ZIMRATU's position follows the significant erosion of real wages, the non-implementation of the 2023 second half Collective Bargaining Negotiation (CBN) Arbitral Award, and ZIMRA's failure to address critical welfare concerns.

In a statement, ZIMRATU emphasized that employees at the tax authority are struggling to make a decent living with their meager salaries. "We are now incapacitated to afford basic human needs like shelter, transport, food, education, among others," ZIMRATU stated. "It is disheartening that the salary of a ZIMRA worker can no longer afford basic food items due to inflationary pressures and the continuous dollarization of the economy," the union added.

The workers also expressed frustration over inadequate housing and transport allowances, which are exacerbated by the high cost of living.

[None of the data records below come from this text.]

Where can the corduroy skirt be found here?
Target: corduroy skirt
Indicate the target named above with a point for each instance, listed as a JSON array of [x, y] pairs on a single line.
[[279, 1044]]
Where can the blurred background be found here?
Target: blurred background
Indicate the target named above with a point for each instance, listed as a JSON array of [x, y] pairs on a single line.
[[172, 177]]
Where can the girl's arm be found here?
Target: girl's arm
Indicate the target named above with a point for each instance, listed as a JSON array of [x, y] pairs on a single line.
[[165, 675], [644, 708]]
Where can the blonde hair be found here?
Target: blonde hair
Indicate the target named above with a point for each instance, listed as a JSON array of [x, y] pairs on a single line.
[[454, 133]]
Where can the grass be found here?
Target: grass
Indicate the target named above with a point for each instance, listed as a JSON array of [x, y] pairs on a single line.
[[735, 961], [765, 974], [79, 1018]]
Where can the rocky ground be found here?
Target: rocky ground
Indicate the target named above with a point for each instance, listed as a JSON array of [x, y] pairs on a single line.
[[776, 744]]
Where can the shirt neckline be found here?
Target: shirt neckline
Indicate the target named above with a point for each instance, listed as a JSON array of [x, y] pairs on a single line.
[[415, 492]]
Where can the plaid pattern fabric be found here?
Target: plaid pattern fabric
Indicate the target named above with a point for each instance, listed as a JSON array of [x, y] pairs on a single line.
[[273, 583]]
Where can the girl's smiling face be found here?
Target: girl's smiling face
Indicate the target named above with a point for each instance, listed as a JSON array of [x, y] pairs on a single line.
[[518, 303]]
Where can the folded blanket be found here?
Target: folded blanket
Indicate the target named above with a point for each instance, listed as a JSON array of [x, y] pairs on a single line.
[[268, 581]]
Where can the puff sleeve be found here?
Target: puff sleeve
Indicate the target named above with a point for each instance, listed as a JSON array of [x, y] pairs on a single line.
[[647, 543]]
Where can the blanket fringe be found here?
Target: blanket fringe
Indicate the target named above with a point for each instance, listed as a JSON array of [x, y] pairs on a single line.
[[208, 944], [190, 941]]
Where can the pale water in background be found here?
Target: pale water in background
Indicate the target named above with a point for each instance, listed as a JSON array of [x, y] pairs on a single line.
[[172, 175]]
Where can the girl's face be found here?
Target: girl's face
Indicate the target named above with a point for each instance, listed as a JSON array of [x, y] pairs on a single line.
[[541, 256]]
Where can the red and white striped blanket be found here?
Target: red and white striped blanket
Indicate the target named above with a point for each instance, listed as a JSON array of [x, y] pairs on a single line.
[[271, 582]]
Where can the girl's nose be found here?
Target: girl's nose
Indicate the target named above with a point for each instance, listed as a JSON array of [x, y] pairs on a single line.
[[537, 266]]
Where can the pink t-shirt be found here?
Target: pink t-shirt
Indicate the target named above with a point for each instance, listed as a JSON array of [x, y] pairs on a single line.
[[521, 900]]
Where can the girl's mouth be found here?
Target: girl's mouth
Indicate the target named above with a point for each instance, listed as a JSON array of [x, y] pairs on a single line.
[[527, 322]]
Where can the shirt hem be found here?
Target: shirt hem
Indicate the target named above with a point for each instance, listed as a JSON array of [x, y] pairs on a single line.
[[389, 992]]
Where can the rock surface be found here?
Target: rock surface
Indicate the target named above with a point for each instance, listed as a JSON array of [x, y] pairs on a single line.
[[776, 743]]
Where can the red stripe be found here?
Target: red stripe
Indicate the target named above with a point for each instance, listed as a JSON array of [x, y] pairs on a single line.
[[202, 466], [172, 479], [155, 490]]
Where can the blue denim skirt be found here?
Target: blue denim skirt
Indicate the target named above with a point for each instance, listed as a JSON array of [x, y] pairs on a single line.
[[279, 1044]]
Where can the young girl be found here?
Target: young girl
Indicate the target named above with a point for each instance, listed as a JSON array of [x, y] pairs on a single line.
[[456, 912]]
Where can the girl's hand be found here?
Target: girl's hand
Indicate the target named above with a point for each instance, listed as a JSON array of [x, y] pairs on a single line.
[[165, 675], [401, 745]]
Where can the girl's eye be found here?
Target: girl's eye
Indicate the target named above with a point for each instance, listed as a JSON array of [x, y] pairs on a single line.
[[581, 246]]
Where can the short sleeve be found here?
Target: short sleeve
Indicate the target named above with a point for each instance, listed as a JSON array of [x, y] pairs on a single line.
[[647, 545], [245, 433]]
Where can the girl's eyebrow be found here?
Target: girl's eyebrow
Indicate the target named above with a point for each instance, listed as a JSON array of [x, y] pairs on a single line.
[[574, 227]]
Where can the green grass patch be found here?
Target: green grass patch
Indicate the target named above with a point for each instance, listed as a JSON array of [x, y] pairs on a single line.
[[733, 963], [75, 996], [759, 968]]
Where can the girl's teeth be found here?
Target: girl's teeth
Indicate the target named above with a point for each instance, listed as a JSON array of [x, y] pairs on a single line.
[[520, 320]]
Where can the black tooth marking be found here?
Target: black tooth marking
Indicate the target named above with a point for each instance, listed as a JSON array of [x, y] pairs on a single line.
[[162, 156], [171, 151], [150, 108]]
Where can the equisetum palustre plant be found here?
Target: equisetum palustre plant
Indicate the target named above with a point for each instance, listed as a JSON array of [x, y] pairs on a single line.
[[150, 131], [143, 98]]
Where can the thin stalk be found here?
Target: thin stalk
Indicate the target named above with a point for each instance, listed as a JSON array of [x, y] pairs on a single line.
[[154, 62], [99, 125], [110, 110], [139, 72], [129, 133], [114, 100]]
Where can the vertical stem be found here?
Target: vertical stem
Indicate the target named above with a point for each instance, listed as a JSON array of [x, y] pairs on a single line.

They are demanding a living wage that reflects their efforts and the economic reality.

"The rapid erosion of our salaries has left workers near destitute, forcing them to resort to borrowing and side hustles to make ends meet," said ZIMRATU.

ZIMRA workers highlighted the severe devaluation of their salaries, noting that most commodities, including medicines and school fees, are now priced in hard currency (USD). They also pointed out the recent hike in school fees, with many schools charging in USD and requiring additional top-ups.

Furthermore, the workers noted that nearly all medical services are now only accessible in USD, and the cost of living has significantly increased due to drought, exchange rate fluctuations, and inflationary pressures.